Was ich an den bisherigen Antworten richtig finde, ist der Punkt zum persönlichen Glauben. Wenn du damit aufwächst, bestimmte Gerichte am 31. Dezember zu essen, werden sie zu „deinen" Glücksgerichten, nicht weil sie magische Kräfte hätten, sondern weil sie Kontinuität und Tradition repräsentieren. Das gesagt, wenn du etwas Neues hinzufügen oder verschiedene Bräuche vermischen möchtest, passiert nichts. Der Aberglaube funktioniert, wenn du daran glaubst, nicht wenn du irgendein Rezept befolgst. Wichtig ist, dich zu entscheiden und das zu respektieren, wofür du dich entscheidest, nicht jedes Jahr zu wechseln.

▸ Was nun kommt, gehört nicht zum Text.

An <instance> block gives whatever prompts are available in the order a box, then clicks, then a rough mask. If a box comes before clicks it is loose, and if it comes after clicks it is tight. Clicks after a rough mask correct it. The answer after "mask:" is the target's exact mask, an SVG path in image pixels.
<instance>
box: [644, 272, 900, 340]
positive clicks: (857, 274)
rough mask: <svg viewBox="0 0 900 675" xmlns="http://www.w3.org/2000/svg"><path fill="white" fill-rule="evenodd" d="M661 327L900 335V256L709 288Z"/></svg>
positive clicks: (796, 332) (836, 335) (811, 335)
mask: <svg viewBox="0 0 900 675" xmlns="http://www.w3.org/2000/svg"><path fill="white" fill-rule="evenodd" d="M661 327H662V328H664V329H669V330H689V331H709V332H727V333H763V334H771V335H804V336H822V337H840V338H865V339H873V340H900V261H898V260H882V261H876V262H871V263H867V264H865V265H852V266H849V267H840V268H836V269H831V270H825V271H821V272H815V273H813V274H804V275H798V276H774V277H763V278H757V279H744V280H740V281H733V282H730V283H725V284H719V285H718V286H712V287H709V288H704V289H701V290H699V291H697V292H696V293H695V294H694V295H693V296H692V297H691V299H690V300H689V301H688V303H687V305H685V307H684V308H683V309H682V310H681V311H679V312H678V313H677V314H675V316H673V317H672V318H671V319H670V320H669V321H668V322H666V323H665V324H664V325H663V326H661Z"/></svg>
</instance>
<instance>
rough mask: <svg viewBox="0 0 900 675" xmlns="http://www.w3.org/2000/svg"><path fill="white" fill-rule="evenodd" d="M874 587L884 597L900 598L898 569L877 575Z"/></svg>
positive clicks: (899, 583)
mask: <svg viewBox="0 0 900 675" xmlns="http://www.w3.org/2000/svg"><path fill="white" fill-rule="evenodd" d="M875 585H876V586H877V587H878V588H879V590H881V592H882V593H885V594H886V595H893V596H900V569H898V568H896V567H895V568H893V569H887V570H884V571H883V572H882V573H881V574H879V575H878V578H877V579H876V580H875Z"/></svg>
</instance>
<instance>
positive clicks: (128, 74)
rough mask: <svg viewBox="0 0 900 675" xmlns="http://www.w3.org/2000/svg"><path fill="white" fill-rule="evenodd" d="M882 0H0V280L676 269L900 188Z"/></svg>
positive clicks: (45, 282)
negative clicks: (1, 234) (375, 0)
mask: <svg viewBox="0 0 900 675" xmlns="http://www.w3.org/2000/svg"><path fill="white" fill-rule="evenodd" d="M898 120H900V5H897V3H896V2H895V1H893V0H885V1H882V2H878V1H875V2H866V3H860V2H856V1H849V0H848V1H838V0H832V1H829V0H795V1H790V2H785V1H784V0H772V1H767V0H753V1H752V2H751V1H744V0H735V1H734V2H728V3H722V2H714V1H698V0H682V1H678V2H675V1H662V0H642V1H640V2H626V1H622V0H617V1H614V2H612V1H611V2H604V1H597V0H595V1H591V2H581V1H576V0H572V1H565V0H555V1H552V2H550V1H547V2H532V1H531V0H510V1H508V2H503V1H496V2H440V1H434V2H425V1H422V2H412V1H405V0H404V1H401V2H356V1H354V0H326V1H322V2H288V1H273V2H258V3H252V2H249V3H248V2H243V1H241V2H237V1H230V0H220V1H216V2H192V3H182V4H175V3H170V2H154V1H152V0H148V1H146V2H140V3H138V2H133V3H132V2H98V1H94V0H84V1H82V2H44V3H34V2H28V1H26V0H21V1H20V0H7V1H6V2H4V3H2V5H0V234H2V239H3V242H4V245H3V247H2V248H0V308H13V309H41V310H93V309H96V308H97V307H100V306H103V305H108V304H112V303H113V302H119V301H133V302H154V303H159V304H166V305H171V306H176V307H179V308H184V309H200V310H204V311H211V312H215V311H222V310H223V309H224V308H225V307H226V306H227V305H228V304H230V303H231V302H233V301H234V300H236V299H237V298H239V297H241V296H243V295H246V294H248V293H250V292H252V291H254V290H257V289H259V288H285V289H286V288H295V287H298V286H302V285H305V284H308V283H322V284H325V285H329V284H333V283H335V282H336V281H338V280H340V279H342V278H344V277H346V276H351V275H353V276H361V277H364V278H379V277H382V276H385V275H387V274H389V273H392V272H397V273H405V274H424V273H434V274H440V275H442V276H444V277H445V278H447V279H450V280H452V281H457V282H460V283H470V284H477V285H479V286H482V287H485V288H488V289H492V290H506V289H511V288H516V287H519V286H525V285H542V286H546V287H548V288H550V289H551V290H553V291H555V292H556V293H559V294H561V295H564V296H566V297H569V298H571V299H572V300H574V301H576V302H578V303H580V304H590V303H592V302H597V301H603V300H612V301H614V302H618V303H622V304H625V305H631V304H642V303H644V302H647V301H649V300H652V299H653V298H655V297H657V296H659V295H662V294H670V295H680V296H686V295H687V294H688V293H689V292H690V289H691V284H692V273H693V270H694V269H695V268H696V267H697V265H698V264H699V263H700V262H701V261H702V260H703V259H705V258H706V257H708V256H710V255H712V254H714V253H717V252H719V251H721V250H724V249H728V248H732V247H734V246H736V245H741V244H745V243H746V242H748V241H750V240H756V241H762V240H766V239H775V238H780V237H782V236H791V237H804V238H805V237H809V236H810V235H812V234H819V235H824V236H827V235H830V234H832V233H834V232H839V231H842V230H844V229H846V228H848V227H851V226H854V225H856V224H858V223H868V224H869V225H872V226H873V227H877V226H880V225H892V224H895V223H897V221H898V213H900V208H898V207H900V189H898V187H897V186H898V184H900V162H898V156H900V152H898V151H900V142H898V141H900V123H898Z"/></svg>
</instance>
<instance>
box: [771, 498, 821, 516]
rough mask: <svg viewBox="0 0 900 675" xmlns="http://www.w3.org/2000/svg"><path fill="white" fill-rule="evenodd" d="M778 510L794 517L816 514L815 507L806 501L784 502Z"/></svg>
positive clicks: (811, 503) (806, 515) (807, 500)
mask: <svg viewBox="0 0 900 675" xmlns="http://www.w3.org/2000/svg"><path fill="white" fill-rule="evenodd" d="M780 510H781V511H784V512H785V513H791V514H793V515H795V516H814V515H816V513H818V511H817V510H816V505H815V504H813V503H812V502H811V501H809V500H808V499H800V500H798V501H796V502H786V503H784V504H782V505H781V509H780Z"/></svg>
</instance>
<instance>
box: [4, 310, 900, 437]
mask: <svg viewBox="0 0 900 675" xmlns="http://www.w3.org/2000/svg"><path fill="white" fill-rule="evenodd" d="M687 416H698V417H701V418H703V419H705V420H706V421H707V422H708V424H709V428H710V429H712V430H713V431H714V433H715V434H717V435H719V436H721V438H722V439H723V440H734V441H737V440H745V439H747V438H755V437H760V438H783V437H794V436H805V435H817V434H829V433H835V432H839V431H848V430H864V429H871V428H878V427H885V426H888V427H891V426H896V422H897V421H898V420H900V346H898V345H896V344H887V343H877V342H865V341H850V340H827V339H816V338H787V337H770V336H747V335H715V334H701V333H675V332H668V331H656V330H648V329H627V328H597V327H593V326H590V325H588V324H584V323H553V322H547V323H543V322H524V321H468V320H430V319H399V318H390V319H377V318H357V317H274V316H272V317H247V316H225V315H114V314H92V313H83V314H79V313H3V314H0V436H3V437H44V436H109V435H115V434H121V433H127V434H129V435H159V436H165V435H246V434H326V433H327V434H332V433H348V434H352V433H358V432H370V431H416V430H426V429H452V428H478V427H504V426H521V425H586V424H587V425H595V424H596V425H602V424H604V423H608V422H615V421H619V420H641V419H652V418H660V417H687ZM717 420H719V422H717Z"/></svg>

Wenn du es wirklich richtig machen willst, iss das, was deine Familie isst, und wenn du andere symbolische Dinge hinzufügen möchtest (Linsen, Granatapfel), mach das. Aber erwarte nicht, dass sich am 1. Januar magisch alles verändert. Glück kommt auch von anderem: deine Einstellung, was du über das Jahr tust, wie du Dinge angehst. Das Essen ist nur das Ritual, das dir hilft, dich mental darauf einzulassen.